Après les images glaciales tournées en 2017 en Laponie pour le clip du morceau Polaar, changement de paysage pour le nouveau single Break. Nous voici à la campagne dans une ferme située en province, ambiance Le bonheur et l’amour est dans pré. Le clip a été réalisé par Roxanne Gaucherand.
Voici le synopsis du clip Break :
“Après un accident de moto, Gio est secouru par Emax un jeune fermier. Il travaillera à la ferme pour payer les réparations de sa bécane. Entre fiction et documentaire le clip raconte l’éveil du désir entre les deux garçons pendant l’été. Porté par les deux acteurs le clip propose un nouvel imaginaire de la ruralité et trouble le genre.” (Roxanne Gaucherand)
La voix mélancolique de Maud Geffray fait de nouveau des étincelles. On est immédiatement porté par le timbre de sa voix unique et le beat de sa musique électro qui nous élève vers le haut et nous élève comme les animaux du pré. Ce nouveau titre, présage un bel album qui sortira au mois de mai 2022 sur le label Pan European Recording.
https://maudgeffray.bandcamp.com/track/break
https://www.facebook.com/maudgeffray75
Je profite de la news pour mettre en ligne une interview de Maud Geffray que j’ai réalisé en juin 2017 -lors de la sortie du premier album Polaar-, pour le fanzine Abus Dangereux. Une partie de l’interview a été publié dans le n° 144 paru en octobre 2017.

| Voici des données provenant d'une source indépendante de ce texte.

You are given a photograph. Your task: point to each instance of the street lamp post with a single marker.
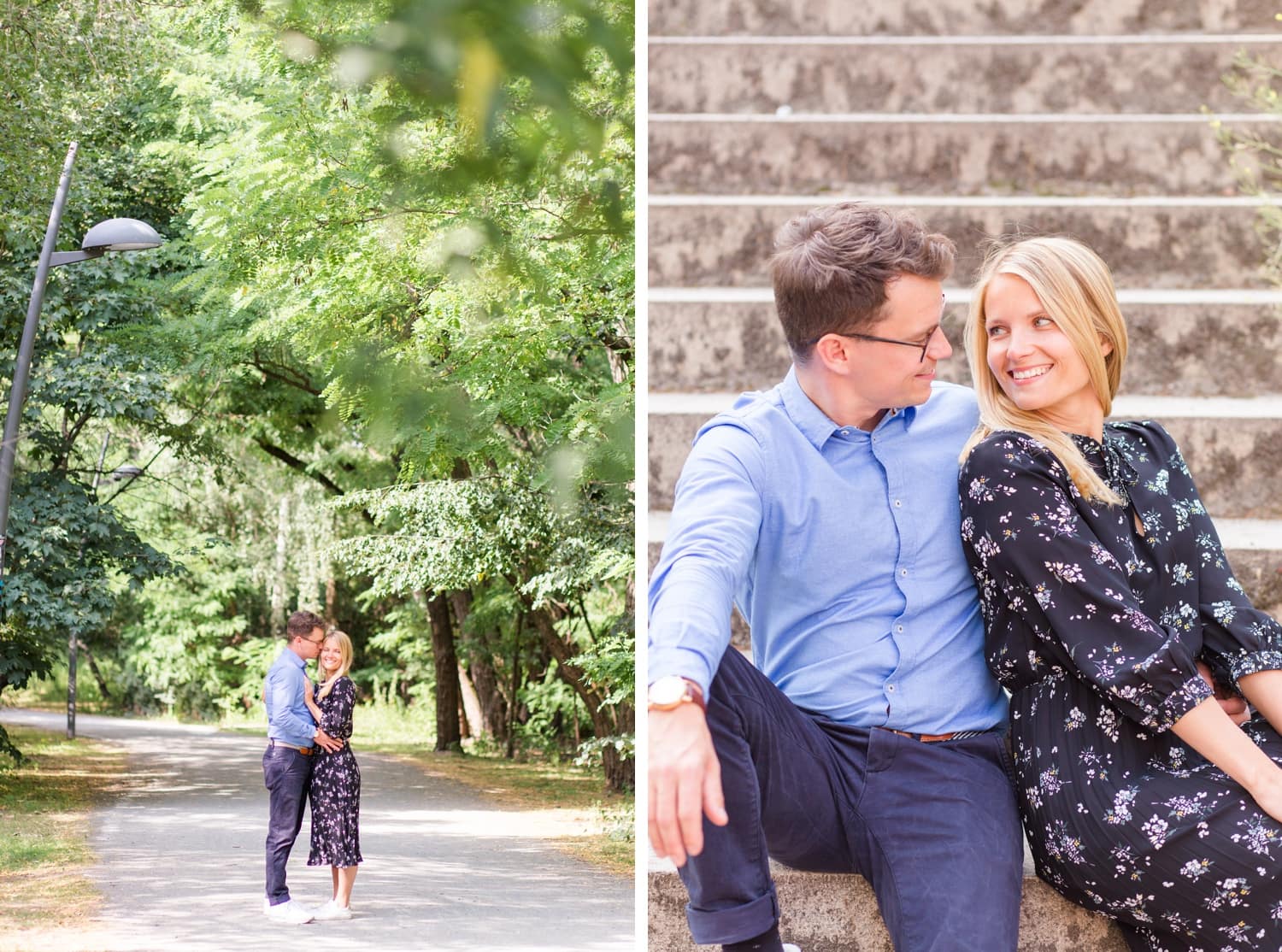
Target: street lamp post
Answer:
(113, 235)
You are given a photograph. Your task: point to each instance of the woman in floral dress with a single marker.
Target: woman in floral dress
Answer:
(1105, 592)
(335, 778)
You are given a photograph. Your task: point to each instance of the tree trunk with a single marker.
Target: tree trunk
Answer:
(473, 721)
(607, 721)
(282, 547)
(492, 706)
(446, 664)
(97, 675)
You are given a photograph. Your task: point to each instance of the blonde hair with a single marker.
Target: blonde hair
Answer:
(1076, 290)
(344, 661)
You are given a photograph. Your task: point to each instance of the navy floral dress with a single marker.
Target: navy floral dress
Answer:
(1095, 629)
(336, 785)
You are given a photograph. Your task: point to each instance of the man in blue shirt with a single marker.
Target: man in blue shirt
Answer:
(869, 736)
(292, 738)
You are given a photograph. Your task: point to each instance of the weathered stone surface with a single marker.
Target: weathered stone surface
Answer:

L'album Polaar fait partie du projet du film « Kaamos », réalisé par Jamie Harley. Avec Jamie, Maud est allé en Laponie où ils ont vécu deux mois avec les habitants de Rovaniemi. Six morceaux ont été écrits pour le film, complétés par six autres morceaux pour l’album « Polaar » (polaire en norvégien). Dans la bio du disque, Maud dit : « Ce que je recherchais, c’est un sentiment d’espace ». Objectif atteint ! Dans Polaar, la sensation d’espace est omniprésente. Un seul mot vient à l’esprit : MAGNIFIQUE. Maud répond à nos questions polaires.
Ton album Polaar est le fruit de
ton voyage en Laponie. Tu peux nous raconter en quelques mots ce que t’a
apporté ce voyage, tant au niveau personnel que pour ton travail d’artiste ?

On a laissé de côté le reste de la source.